Advanced Air Mobility (AAM) introduces a new sector of aviation: passenger-carrying autonomous aircraft operating in urban and regional environments. Think of the autonomous driving cars that have been developed in the last couple years, but for the sky instead of the roads.
In this context, autonomy refers to a system capable of operating independently, utilizing advanced algorithms to assist in making real-time decisions in a complex environment while enhancing efficiency and safety. Autonomy serves as a catalyst for AAM; by leveraging existing aeronautical data alongside new high-integrity data, various aspects of flight can be automated.
Autonomous systems don’t imply the complete absence of human involvement. Instead, repetitive tasks are delegated to these systems, which can process information and make decisions without human intervention, reducing the need for constant human interaction. Using algorithms—pieces of logic written in code that are used to process data and provide an output based on a desired outcome—facilitates this; running data through an algorithm can help operators discern mission-relevant information, provide awareness to decision makers, and suggest decision outputs based on safety and efficiency.
As a Third-Party Service Provider (TSP), integrating autonomy in AAM will improve routine strategic and tactical activities such as flight planning, scheduling, and route optimization, as well as assist in responsive measures like hazard avoidance and alterations to the flight directory. With an expected increase in air traffic and a shortage of air traffic controllers, this allows flight operators and air traffic control to focus on overall oversight and strategic initiatives.
Incorporating Autonomous Systems
Autonomy makes advanced operations predictable, safe, and efficient. Incorporating autonomy into aviation requires a higher level of rigor and safety than in the automotive industry.
At SkyGrid, many different algorithms play a pivotal role in the evolution of autonomous systems. They are instrumental in data aggregation, optimization, and data-driven decision-making. The success of these systems depends on several factors: the quality of the data sourced from suppliers, the capacity to process large quantities of data reliably and quickly, and the safe application of reinforcement learning and other machine learning techniques.
Autonomous functions require substantial information regarding their environment, and aircraft can’t always have all this information onboard while operating. TSPs provide and process information, provide support for a desired decision or action, and then monitor the output of that decision or action. This makes TSPs the glue of autonomous operations, enabling flights to function in complex environments with informed decision-making and situational awareness.
In AAM, autonomy will be utilized through both onboard and ground-based systems. Onboard autonomous systems are installed on aircraft, such as sensors, which acquire and process data and algorithms. This generates a desired result or command that is sent to other aircraft systems, for example, a decision related to changes in the aircraft trajectory.
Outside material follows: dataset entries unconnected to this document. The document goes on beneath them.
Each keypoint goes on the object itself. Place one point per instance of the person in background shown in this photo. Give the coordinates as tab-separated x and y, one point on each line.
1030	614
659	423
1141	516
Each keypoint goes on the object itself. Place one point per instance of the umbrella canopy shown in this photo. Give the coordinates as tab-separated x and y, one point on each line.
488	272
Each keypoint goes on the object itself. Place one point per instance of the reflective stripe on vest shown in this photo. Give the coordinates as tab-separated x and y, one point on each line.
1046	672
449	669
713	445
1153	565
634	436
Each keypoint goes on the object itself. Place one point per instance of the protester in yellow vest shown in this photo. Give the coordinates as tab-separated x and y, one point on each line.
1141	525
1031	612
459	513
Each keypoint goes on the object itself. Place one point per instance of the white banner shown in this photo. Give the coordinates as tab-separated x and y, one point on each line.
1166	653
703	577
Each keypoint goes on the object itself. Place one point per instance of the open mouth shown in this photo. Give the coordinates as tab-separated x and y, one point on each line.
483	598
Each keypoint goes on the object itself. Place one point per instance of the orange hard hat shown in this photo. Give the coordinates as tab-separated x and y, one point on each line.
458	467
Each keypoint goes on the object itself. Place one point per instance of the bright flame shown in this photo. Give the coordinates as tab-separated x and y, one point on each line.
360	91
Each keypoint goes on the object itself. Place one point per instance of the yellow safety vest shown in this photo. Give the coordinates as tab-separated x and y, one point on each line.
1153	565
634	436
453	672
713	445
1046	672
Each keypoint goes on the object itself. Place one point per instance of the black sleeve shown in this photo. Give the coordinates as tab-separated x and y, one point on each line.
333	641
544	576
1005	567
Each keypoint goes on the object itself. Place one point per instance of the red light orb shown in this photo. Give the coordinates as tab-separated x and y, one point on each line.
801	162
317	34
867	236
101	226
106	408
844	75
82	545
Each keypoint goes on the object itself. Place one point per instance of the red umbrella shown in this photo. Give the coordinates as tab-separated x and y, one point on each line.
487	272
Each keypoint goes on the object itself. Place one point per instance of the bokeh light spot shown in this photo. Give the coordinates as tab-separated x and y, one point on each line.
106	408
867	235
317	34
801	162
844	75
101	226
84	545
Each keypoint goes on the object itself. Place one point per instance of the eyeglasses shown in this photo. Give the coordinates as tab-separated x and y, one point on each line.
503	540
Ground-based systems operate similarly; however, data is collected from ground-based sources like radars and weather sensors and then consolidated. These sensors and systems either cannot be installed, are not practical to install, or are not as powerful when installed on an aircraft. Instead, an algorithm processes the data to make decisions, which are presented clearly to flight operators, who can then share that information with aircraft and other ecosystem participants. This is the approach we are adopting at SkyGrid.
SkyGrid’s Approach to Autonomy
Our goal is to create a high-assurance platform that leverages autonomy and provides a common operating picture for AAM flight operators. Our system will provide enhanced situational awareness, decision support, and ultimately offer automated decision-making capabilities, leading to autonomous operations that are safe, efficient, and scalable. We anticipate that our ground-based system will integrate with Air Navigation Service Providers (ANSPs) and unmanned aircraft system (UAS) operators under current regulatory framework, and then eventually with air traffic management (ATM) systems.
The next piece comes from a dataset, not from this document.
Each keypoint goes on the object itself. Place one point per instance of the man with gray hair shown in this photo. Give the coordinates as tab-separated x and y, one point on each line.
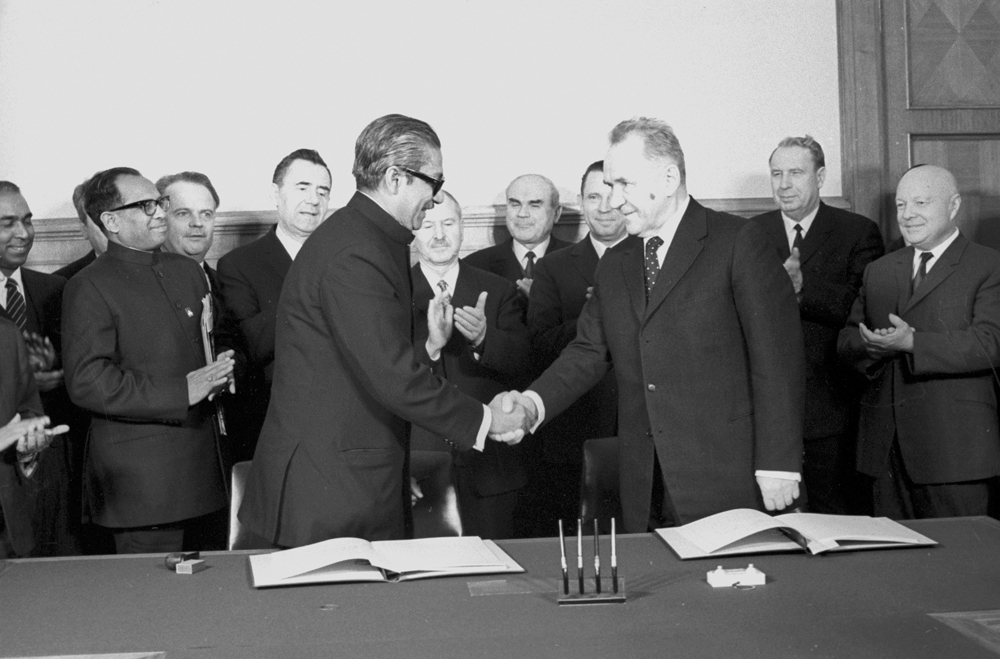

Regarding regulation, there is an evolving landscape as regulatory bodies catch up with technological capabilities to ensure safety and efficacy in autonomous operations. We will continue to collaborate with regulators and adhere to any new standards developed. To address cybersecurity and safety concerns, we will validate system requirements, classify safety hazards, and create requirements based on those hazards, use high-integrity data, and implement software and hardware that complies with safety protocols. As the industry evolves and the development of Automated Flight Rules (AFR) progresses, we will evaluate industry and customer needs to ensure our autonomous technologies fit.
Reshaping Transportation
Incorporating autonomy will make flight more accessible, flexible, and equitable. Operating costs will decrease, leading to cheaper ticket prices. New forms of air travel will also become available, such as air transit in urban environments on a larger scale and utilizing new airspaces like those above downtown areas. This evolution will take time, but safer and more predictable operations will ultimately instill a greater level of trust in aviation.